Storage Tip: The long tail of data storage
![]()
What seems to be the problem? The book The Long Tail by Chris Anderson examines the economics of abundance versus scarcity. It does this by showing that not only are the high-volume "hits" end of a traditional demand curve important, but so are the "misses" (or niches) of the seemingly-endless long tail of that demand curve important. We are conditioned to a world where "hits" are dominant and "misses" or "niches" are rendered unprofitable, impotent or non-existent. The bestseller list for books, the top forty for songs, and the top movies/videos lists are example of "hits." Yet Amazon, Netflix, and many others have done very well by selling to the long tail of the curve where now it is profitable to sell even low volume products -- what retail stores would not stock as unprofitable "niches" or "misses.".
That is all very nice you say, but how does that apply to storage? If your organization is typical, you are continuing to accumulate data in unprecedented quantities. From a storage perspective you must worry about how to house all this data, but from a business perspective you want to make sense out of this data so that greater business value can be extracted from it. You are now trying to manage the economics of abundance of both data and storage rather than the scarcity of data and storage. That is not easy since while the cost (and therefore relative scarcity) of storage is now relatively low, the cost for managing it is relatively high. After all, would it be worth your while to spend an hour saving 10G-bytes of storage?
Although the fit may not be a perfect one, we can apply the principles of the Long Tail to storage. Hopefully, that will be one way to help you better understand how the world of data is changing. That can lead to a better understanding of what you must do.

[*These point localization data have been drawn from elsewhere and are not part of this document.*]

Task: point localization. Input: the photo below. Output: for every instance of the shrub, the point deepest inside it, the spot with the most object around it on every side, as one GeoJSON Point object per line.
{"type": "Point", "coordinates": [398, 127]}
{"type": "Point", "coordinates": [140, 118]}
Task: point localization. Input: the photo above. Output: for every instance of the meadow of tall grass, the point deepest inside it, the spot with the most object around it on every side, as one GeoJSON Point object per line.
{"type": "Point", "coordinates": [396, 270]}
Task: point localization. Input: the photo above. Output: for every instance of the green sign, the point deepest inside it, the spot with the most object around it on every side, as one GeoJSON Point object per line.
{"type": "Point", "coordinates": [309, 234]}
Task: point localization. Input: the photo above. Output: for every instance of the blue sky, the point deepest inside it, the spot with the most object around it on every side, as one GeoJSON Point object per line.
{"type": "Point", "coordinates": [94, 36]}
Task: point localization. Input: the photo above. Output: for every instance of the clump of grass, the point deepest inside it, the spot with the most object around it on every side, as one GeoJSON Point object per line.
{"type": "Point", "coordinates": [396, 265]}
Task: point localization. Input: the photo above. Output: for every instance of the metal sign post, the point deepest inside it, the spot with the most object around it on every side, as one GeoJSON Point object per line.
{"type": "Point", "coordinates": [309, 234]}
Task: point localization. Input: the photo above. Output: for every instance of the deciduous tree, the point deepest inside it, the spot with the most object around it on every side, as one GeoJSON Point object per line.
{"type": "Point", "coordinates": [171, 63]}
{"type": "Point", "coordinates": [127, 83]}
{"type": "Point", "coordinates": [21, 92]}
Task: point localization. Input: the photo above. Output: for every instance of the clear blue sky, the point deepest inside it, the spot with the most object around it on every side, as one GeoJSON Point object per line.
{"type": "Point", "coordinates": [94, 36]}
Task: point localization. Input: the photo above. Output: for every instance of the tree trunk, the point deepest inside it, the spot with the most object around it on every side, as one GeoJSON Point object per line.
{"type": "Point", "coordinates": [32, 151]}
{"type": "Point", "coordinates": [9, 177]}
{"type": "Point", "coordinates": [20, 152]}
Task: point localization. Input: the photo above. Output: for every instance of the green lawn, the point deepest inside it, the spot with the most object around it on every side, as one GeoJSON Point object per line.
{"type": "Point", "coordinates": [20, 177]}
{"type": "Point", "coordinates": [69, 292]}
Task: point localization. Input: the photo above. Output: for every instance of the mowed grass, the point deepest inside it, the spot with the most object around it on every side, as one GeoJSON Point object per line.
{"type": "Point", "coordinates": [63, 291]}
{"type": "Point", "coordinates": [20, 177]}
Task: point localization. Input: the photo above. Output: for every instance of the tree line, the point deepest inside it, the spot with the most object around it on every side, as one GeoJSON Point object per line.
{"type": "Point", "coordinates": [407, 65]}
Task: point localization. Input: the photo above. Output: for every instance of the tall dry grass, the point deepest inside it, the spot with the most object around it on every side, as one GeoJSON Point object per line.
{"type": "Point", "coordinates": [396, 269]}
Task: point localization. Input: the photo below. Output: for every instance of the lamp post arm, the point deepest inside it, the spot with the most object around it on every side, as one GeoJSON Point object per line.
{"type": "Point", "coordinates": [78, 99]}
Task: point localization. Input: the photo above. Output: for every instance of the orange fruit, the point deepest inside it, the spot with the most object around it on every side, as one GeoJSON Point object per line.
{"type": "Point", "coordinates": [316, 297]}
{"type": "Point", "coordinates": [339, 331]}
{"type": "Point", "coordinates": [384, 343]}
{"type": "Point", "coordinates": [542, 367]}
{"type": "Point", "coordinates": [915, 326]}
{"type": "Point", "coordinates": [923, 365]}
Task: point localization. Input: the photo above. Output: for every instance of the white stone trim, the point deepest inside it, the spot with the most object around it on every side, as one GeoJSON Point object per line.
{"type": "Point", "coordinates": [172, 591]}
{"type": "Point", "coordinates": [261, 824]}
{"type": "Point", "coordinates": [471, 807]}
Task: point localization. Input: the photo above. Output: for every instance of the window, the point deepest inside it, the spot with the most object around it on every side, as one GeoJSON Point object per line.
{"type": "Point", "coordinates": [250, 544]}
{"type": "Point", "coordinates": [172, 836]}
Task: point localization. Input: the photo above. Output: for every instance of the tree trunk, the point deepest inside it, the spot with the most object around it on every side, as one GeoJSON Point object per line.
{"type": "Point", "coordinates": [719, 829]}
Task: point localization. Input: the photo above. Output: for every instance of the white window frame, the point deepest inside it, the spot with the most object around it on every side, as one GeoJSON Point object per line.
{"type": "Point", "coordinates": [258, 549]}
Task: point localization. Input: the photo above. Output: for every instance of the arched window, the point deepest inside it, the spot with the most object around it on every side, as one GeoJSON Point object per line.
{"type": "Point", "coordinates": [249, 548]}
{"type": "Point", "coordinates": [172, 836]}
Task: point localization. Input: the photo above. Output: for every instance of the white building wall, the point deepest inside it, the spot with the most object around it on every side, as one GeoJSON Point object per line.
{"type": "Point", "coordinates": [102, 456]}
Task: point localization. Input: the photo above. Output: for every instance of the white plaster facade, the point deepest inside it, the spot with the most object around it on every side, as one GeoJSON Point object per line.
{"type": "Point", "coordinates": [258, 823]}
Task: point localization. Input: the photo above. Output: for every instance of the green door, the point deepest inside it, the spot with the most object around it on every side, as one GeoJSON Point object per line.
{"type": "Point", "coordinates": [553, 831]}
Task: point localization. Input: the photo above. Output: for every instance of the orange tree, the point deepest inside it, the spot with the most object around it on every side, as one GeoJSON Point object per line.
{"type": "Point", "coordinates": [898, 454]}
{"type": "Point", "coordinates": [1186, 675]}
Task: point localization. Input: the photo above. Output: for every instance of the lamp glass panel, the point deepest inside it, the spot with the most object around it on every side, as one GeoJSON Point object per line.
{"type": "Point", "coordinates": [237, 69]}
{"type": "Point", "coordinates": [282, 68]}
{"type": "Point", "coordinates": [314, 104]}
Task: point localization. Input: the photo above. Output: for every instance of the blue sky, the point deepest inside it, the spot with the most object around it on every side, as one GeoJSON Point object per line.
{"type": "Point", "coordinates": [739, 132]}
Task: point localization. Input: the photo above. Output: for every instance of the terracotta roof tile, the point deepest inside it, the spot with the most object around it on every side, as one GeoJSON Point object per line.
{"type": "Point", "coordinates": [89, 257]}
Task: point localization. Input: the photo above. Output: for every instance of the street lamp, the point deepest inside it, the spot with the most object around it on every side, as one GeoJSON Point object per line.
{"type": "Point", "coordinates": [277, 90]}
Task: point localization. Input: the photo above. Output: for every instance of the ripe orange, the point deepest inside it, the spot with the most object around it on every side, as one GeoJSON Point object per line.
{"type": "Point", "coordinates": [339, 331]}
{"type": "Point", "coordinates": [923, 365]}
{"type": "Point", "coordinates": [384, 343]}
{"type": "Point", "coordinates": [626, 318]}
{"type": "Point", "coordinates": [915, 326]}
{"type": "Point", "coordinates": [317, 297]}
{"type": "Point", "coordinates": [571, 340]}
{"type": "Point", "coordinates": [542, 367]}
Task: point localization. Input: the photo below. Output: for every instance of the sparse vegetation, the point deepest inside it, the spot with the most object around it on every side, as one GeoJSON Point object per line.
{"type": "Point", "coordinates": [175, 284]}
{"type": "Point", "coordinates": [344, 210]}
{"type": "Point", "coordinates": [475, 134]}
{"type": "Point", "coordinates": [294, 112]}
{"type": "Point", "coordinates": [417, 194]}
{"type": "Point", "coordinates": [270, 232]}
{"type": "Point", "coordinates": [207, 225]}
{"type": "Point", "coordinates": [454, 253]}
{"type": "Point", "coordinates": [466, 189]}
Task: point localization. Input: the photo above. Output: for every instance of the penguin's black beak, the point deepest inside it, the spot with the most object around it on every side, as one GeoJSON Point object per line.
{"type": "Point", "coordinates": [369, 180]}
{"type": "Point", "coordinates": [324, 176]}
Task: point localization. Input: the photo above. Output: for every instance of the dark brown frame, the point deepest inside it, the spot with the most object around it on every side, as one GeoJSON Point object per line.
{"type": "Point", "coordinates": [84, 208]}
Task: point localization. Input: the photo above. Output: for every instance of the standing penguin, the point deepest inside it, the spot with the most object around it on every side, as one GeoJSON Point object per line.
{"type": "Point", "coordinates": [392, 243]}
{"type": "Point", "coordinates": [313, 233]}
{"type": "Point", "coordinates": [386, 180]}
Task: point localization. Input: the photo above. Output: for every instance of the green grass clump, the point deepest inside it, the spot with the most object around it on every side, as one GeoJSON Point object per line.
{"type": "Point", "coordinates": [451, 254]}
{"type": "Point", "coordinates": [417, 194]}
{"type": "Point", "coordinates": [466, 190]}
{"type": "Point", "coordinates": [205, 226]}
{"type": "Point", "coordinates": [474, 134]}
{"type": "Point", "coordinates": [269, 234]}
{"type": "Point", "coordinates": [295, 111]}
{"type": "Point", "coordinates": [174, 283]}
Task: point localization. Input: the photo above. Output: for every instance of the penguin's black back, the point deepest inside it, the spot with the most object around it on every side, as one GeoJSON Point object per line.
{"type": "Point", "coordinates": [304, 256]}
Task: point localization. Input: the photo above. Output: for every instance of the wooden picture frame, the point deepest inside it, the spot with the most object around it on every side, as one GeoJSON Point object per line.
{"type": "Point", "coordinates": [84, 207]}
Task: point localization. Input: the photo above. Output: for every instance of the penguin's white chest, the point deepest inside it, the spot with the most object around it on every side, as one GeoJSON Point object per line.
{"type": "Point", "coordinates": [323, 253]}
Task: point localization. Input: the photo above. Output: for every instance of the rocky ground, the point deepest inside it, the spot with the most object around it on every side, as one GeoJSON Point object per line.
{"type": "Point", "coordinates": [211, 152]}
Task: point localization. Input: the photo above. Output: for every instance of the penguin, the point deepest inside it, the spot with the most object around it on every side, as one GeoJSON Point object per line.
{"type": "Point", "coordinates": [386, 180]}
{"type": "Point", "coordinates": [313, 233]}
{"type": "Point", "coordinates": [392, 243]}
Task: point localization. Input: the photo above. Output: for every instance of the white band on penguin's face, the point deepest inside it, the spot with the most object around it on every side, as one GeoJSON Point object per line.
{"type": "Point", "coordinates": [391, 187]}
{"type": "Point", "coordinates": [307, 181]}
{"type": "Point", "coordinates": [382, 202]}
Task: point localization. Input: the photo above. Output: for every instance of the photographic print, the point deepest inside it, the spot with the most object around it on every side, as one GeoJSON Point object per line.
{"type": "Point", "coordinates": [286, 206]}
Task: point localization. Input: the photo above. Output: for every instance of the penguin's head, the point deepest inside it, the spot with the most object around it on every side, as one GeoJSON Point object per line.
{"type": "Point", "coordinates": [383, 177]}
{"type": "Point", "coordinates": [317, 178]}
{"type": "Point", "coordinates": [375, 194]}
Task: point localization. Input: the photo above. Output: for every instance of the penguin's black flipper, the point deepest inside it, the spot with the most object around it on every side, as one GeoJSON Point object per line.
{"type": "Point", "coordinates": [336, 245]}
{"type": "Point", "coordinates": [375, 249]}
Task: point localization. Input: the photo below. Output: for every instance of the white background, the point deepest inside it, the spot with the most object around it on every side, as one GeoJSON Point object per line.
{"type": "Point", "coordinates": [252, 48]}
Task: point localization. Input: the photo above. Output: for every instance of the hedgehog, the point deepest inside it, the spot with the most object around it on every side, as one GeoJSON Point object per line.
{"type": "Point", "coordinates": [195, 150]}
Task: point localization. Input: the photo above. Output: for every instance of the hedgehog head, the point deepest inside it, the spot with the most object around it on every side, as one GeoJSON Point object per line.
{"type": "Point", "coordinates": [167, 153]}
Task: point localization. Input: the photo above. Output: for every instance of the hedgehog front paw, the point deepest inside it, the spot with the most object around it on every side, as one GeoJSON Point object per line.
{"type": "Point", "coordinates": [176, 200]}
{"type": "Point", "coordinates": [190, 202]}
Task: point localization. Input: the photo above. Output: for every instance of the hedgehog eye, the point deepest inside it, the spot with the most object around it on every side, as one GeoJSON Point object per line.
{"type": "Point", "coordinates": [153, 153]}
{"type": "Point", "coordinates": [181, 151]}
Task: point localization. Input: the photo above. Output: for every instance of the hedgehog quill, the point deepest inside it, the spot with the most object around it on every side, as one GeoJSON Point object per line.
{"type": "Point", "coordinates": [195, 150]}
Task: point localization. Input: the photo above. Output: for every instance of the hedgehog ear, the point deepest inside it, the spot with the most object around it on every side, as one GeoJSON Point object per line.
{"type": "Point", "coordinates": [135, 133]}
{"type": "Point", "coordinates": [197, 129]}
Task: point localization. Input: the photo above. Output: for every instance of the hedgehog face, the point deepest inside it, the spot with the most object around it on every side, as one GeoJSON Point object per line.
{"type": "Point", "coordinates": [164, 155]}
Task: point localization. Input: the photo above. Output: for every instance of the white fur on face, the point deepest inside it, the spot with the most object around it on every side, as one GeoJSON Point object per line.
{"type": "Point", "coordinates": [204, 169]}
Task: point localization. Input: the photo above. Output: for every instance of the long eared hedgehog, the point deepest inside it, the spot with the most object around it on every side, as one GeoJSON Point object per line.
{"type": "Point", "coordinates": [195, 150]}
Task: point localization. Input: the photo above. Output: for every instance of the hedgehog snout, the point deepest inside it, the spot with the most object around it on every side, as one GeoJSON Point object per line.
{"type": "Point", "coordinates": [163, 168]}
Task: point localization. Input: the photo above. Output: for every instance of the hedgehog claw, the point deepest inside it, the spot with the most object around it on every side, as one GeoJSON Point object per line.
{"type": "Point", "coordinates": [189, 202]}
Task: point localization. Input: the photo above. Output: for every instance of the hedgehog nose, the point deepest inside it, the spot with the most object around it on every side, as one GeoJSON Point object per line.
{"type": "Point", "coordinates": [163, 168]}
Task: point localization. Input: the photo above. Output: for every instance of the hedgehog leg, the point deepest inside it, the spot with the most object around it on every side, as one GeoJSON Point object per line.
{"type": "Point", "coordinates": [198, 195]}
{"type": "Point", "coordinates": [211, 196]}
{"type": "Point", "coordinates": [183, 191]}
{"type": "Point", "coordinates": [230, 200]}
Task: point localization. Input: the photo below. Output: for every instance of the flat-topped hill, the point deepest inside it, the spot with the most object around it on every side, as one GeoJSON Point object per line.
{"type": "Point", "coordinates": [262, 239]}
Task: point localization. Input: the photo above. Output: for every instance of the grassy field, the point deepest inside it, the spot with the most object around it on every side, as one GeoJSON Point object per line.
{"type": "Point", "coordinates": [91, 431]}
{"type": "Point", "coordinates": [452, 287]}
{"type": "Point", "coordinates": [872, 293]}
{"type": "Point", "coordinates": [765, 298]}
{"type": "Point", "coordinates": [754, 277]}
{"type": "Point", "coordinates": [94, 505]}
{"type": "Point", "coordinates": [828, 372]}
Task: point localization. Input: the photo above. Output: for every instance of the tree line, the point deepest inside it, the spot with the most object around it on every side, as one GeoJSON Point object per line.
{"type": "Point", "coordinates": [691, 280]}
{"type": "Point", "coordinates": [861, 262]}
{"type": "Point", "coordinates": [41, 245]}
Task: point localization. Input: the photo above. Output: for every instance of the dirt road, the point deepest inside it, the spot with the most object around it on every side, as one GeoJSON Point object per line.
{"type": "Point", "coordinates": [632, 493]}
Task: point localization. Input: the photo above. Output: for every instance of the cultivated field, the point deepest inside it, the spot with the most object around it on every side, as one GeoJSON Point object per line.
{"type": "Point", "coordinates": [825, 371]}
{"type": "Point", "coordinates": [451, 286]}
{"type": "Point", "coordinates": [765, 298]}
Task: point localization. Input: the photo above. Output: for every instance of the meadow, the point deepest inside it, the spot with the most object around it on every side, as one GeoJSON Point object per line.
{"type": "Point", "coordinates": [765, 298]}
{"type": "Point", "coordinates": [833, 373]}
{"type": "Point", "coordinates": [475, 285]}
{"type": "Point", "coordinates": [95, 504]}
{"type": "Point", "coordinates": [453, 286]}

What do you need to know? We have become so mesmerized by the data "hits" such as current open orders, the unread e-mail in the inbox, work on a new word processing document or presentation, or a collaborative project that we ignore the data "niches" of fixed content data that actually makes up the bulk of the useful data in the enterprise. Niches in this case simply mean data that is less frequently accessed or used for a different purpose than the original one for which it was created or acquired. For example, an open order is part of the revenue-producing order fulfillment process so it is a "hit." A closed order "niche" does not represent additional revenue, but it may represent a product that is under warranty to be supported by a support organization, a record that has to be kept for financial reconciliation purposes, and a data "atom" to be sent to a data warehousing or business intelligence application for supply chain planning or customer up-selling or cross-selling.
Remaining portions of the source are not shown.